教育の質の向上にはまずは教職員の確保を 深掘り学校教育(第5回)
「仕事を減らす」ことは、人材確保と並んで学校の働き方改革の重要な手段です。
一方で、今までやってきたことを止めることには、学校の先生と先生の間での合意形成、学校と保護者や地域との合意形成に非常に時間がかかるのではないでしょうか。
・「すべては子供たちのためにやっていることだから、無駄な業務などない」という先生の思い
まず、学校の先生は、「今やっていることは子どもたちのために必要なことだ」という思いが強くあると感じます。行事にしても、部活動にしても「先日の運動会では子どもたちが・・・」「〇〇部が県大会で優勝して・・・」など心から嬉しそうにお話しされる先生の方がたくさんいらっしゃいます。
・共働きや核家族化で、保護者の学校に求める役割は増大
保護者が学校に求める役割も、共働き、核家族が多くなる中で、小さくなることはありません。
例えば行事を簡素化するとなった場合、一部の保護者からは、子供たちのためになっていたのに、今年の先生はやる気がないなどと指摘する保護者の方が出ることが予想されます。

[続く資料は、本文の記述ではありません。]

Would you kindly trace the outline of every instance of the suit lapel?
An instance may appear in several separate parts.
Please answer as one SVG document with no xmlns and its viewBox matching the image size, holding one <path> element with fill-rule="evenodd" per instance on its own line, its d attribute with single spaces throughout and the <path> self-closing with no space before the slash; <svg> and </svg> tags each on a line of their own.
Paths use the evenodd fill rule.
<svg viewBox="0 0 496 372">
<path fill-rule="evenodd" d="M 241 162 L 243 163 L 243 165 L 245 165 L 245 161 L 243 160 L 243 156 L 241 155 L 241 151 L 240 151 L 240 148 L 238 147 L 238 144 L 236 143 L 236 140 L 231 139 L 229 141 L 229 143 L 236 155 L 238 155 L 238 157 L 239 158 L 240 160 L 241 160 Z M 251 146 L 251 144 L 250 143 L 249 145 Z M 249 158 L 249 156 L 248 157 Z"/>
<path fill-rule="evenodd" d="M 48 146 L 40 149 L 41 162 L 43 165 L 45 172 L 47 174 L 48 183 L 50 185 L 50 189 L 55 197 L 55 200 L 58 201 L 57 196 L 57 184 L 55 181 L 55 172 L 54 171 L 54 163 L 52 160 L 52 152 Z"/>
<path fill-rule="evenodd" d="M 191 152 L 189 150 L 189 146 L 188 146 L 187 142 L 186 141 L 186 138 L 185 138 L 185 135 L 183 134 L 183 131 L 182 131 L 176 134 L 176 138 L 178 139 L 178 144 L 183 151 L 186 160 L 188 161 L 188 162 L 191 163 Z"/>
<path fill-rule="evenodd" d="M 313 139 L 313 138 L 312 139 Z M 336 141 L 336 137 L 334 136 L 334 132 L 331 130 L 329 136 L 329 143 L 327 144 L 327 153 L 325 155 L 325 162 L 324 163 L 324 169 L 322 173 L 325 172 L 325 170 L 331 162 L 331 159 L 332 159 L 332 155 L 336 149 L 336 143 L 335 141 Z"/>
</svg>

・上からの業務見直しの指導では、学校の仕事は減らない
例えば、下図のように、文部科学省は、学校業務の中で見直しを進めていくべきものを具体的に3類型14種類示しています。その中に基本的には学校居合業務として、地域の見回り、学内の見回り等が挙げられています。
これに関しては、教育委員会も私の一般質問の際に学校が担うべきでない業務として、保護者、PTAや地域が担うと答弁をしています
しかし、実際には多くの学校で先生が学区内の見回りを随時行っています。例えば、先日、青森市内の市街地に野生の猿が出現したことがありました。この際には、学校の先生が学校内を見回りをする措置が、多くの学校でとられていました。
また、学区の神社で宵宮(夕方から夜にかけて行われる神社の縁日)が行われる際には、学校の先生はPTAと一緒に巡回をしています。
もちろんこれはPTAで行っていることなので、先生方は「自主的に」行っていると言う位置づけなのでしょう。
これらの例を見ても、たとえ教育委員会がこの業務は学校でやらなくてもいいですよ、と各学校を指導したところで、なかなか仕事の洗い直し業務の負担の軽減が進むといった状況ではないことがわかります。
・結論 学校の業務洗い直しは必要不可欠だが時間がかかる
このように、学校の業務の洗い直しは、学校の先生の間での意識の変革、そして学校等保護者や地域の間での合意形成といったハードルを乗り越えて、初めて実現できます。
大変な労力がなければ進まない業務の洗い直しは、こちらの記事でも述べたよう に教職員に余白がなければできません。よってまずは学校現場に対する人手を少しでも確保することが必要と考えます。